Переворачиваю страницу.
О, здесь перед каждой заметкой стоит дата. Да и почерк стал мельче, буквы хуже выведены. Создается впечатление, что с момента последней заметки прошло много времени.
11 декабря, 1983
Дневник, Мой дневник, извини, что столько не виделись.
Я думала, ты пропал. Случайно обнаружила.
Как хорошо.
Теперь мне есть с кем поделиться своими секретами. Я могу доверять только тебе, Мой дорогой дневник.
С момента нашей встречи столько всего произошло.
Помнишь, как я целовалась с Витьком. Так вот, он теперь в бурсе учится. Что-то там с ремонтом машин связанное.
Говорит, как окончит, свататься придет. Брешет, поди. Его на дискотеке с Галкой видели. А она с парнями из техникума живет. Витьку тоже небось позволила больше, чем целоваться да ветер в сиськах гонять. Хотя и гонять там негде. У комсомолки каменной, что возле Дворца культуры стоит, и то выпирает сильнее.

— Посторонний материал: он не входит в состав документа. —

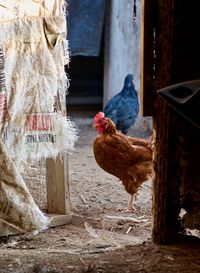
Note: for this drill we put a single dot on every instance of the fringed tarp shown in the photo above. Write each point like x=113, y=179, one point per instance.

Здесь ей за мной не угнаться. Так что, может, Витек и придет. Пущу ли?
Калитка хлопнула. Видимо, дед с мамкой из больницы вернулись. Пойду встречать.
До скорой…
* * *12 декабря, 1983
Привет! Скучал?
Я тоже по тебе соскучилась, Мой дневник.
Хочу поделиться секретом.
Сегодня иду в кино с Андрюхой.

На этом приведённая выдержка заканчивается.